Historic home in Kentucky, United States

Thomas Huey Farm is a registered historic place in Big Bone, Kentucky.

It is a Gothic Revival house, built in 1865, according to family history. It is a 1 1/2-story brick structure with a three-bay facade. It incorporates a central entrance with side-lights, and a transom window with Italianate brackets. It has been called the "Old Brick" from time immemorial. The brick house behind the building has long been called the "slave quarters", and Thomas Huey owned half a dozen slaves; however none of them ever lived here, as the house was built after the war was over. It was placed on the National Register of Historic Places in 2000.

According to family legend Mr. Huey, who was born at Big Bone, in 1805, buried his money, all gold and silver, in a great chest before the war. He dug it up after the war and used the money to build the house. Burying money is a very common story, though it is common because so many people actually did it; in this case it may or may not have actually been so, but there can be little doubt that many people probably did bury their money before or during the war with so many rascally Yankees about.
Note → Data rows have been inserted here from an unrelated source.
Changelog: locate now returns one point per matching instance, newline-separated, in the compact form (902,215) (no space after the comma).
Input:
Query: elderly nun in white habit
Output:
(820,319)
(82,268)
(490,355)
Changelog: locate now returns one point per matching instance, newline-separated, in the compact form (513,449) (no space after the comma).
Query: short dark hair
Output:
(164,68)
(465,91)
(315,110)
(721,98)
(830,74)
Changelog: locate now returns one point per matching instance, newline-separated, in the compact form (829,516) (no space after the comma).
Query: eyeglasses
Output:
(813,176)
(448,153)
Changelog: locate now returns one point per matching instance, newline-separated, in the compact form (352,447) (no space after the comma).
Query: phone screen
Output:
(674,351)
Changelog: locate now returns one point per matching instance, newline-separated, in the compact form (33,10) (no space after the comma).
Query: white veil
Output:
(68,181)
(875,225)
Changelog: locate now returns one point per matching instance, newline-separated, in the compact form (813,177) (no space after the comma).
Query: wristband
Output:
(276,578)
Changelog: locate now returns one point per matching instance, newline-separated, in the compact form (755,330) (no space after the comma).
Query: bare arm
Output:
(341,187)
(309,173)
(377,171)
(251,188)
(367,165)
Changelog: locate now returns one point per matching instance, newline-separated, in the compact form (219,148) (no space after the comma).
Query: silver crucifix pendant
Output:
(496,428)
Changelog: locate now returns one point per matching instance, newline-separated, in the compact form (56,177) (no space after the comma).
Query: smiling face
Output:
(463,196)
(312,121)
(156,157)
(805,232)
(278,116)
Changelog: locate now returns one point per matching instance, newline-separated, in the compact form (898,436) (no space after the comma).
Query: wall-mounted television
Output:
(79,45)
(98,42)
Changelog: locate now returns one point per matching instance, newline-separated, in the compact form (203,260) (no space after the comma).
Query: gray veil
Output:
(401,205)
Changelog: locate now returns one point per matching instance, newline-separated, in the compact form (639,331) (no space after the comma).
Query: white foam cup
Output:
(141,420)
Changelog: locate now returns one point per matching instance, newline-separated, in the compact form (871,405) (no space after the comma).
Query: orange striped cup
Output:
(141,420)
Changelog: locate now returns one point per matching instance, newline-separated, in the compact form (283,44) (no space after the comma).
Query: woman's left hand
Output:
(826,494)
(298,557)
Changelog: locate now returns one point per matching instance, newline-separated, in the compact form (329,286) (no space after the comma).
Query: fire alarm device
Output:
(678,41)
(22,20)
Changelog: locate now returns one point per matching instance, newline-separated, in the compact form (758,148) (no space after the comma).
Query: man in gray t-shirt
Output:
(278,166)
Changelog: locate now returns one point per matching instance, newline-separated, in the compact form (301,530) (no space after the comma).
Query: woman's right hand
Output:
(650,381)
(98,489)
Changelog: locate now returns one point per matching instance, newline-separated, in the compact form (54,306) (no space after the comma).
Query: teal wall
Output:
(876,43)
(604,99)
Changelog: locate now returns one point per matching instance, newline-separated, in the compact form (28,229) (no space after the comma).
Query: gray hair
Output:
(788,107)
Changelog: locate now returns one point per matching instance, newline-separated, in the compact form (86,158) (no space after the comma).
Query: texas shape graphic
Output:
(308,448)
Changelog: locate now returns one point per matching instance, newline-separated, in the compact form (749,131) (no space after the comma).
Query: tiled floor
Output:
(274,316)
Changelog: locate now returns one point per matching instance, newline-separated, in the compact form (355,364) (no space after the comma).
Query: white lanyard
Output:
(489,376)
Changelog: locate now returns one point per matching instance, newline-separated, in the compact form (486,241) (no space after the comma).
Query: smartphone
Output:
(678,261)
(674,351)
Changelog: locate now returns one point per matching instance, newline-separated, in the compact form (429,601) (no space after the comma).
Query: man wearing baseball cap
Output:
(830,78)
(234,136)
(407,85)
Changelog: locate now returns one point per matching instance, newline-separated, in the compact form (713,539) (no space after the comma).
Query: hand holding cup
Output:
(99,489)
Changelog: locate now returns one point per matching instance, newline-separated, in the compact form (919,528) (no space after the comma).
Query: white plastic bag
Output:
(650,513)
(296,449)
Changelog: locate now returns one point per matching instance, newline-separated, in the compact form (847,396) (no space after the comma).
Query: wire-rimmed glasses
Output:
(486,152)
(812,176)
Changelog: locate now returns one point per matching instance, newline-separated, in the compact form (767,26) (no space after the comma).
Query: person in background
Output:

A great-granddaughter purchased the house in the 1930s and lived there for years. She (and many of the other members of the family) claimed the house to be haunted. She engaged in lengthy on-again-off-again shooting duel with her sister, who lived across the road, and it is possible the family ghosts left during her tenure. According to this occupant, she could "hear grandma chasing great-grandma through the attic at night." This is supposed to have been the result of the two women being frozen to death in the attic by a wicked in-law. It is unusual, according to Kentucky historian (and "ghostwriter") Professor Lynwood Montell, but not unheard of, for two ghosts to reside in the same Kentucky house.

People who have moved into the area not knowing the old story have told me that from observation they believe the house is haunted. They were very interested, of course, to hear confirmation of a conclusion they had arrived at independently.